The
prompt yesterday from PA was:
"...to write a sestina."Huh? A what?
Apparently, to write a sestina poem you need to pick 6 words, rotate them as the end words in 6 stanzas and then include 2 per of the words per line in your final stanza. BEWARE: THIS CAUSES MASSIVE HEADACHES. DON'T TRY THIS AT HOME WITHOUT A BOTTLE OF ASPIRIN NEARBY!
Click here for a really good tutorial on how to attempt a sestina.
We only have two more prompts left to go, thank goodness! It's getting painful....for me and I'm sure for my bloggy friends out there that are still reading my drivel! :-)
Really, this was super hard for me. The topic that's been running around in my mind is the fact that our good friends' house across the street just closed and new people are moving in this week. The new family took the old family's name off the mailbox yesterday and it made me very-very-super-sad. They've been out of the house for many months now, so I was surprised at how upset it made me. Blah.
Anyway, here's my six words:
family, house, first, remove, name, neighbors.

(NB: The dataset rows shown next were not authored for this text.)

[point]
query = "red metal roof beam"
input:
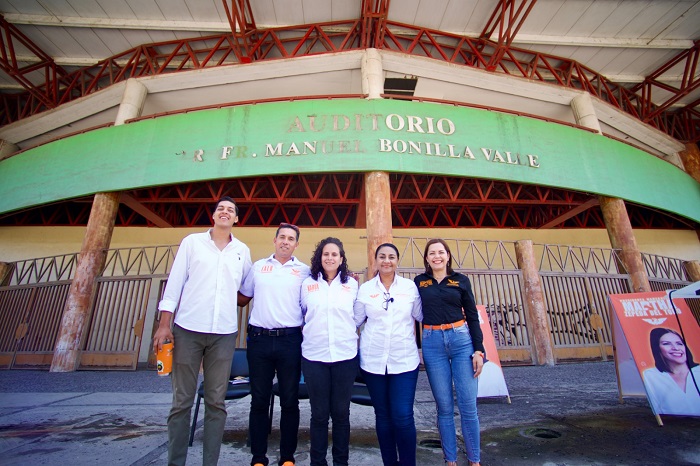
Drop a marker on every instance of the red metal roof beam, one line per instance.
(374, 16)
(689, 83)
(46, 93)
(508, 16)
(240, 18)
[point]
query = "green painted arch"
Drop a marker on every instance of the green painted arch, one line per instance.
(351, 135)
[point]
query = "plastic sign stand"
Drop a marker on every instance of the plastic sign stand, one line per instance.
(491, 381)
(638, 319)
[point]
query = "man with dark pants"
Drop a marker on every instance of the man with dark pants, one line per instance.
(203, 285)
(274, 343)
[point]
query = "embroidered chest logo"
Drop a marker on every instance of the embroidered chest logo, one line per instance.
(311, 288)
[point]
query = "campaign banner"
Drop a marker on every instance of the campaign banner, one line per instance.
(664, 342)
(491, 381)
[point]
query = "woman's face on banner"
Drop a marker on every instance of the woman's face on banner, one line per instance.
(672, 348)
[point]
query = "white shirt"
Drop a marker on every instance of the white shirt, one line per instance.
(388, 340)
(276, 289)
(203, 284)
(330, 334)
(666, 397)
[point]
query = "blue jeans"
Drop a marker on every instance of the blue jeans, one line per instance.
(330, 390)
(267, 355)
(447, 357)
(392, 396)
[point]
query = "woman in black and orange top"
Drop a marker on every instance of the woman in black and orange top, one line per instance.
(453, 349)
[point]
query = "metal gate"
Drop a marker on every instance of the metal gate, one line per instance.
(31, 317)
(577, 309)
(116, 326)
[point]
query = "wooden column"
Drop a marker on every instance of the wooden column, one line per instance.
(90, 263)
(691, 160)
(7, 149)
(378, 205)
(617, 221)
(621, 237)
(92, 254)
(5, 269)
(540, 333)
(693, 270)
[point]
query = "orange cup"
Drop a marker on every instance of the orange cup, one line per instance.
(165, 358)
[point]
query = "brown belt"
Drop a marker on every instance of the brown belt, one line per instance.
(459, 323)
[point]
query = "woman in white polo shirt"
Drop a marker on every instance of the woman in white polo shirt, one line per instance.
(389, 359)
(329, 350)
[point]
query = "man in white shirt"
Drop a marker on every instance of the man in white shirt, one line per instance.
(203, 285)
(274, 343)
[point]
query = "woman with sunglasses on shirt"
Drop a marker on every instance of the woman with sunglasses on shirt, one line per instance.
(329, 350)
(453, 349)
(389, 306)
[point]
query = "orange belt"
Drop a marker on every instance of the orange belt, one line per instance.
(459, 323)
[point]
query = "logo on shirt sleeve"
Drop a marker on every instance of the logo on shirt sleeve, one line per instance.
(312, 287)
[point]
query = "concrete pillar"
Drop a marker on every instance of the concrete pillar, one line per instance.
(7, 149)
(378, 197)
(372, 74)
(622, 237)
(691, 160)
(540, 332)
(98, 236)
(617, 221)
(584, 112)
(132, 102)
(692, 268)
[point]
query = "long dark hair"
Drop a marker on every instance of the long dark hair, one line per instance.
(317, 267)
(428, 269)
(659, 360)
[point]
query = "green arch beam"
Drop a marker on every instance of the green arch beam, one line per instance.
(352, 135)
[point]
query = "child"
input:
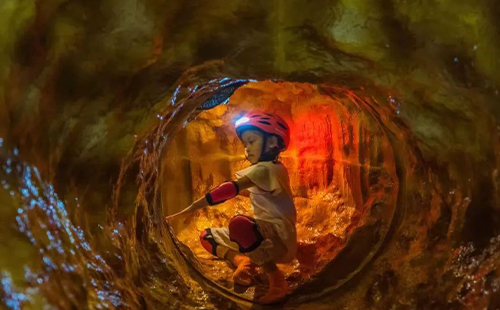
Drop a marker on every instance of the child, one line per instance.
(270, 237)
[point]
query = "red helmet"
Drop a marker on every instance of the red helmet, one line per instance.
(266, 122)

Yellow HouseToday I watched a new family
move into the big yellow house
across the street. The very first
thing they did was to remove
from the mailbox the name
of our previous neighbors.
Slowly I’m sure the new neighbors
will become friends of our family.
We’ll get to know their names,
their plans for changing the house,
which trees they will remove,
what bushes they will plant first.
But, honestly right now, just at first,
I’d rather not meet new neighbors.
I’d really rather they didn’t remove
the marks left by the other family.
Don’t worry, I know it’s their house –
that it’s right to change the name.
But I don’t even
know their names
yet. Not their last, nor their first.
I wonder if they will love this house
as much as our old neighbors?
Will they bring up a large family
here or be quickly on the move?
From a window I watch burly movers
cart boxes marked with the names
of each place they belong - family
room, kitchen, den. A good neighbor,
I suppose, would ask to help out at first –
bake cookies, an offering to the new home.
And so I sit restless in my own house.
It’s hard to make myself go, make a move.
I miss my old friends, my old neighbors.
I knew them so well – not just names,
but so much more. Even at the very first
they were like missing pieces of family.
Yes, I’ll go to the new neighbor’s yellow house,
meet their family, offer to help with the move,
learn their names. It will just be hard at first.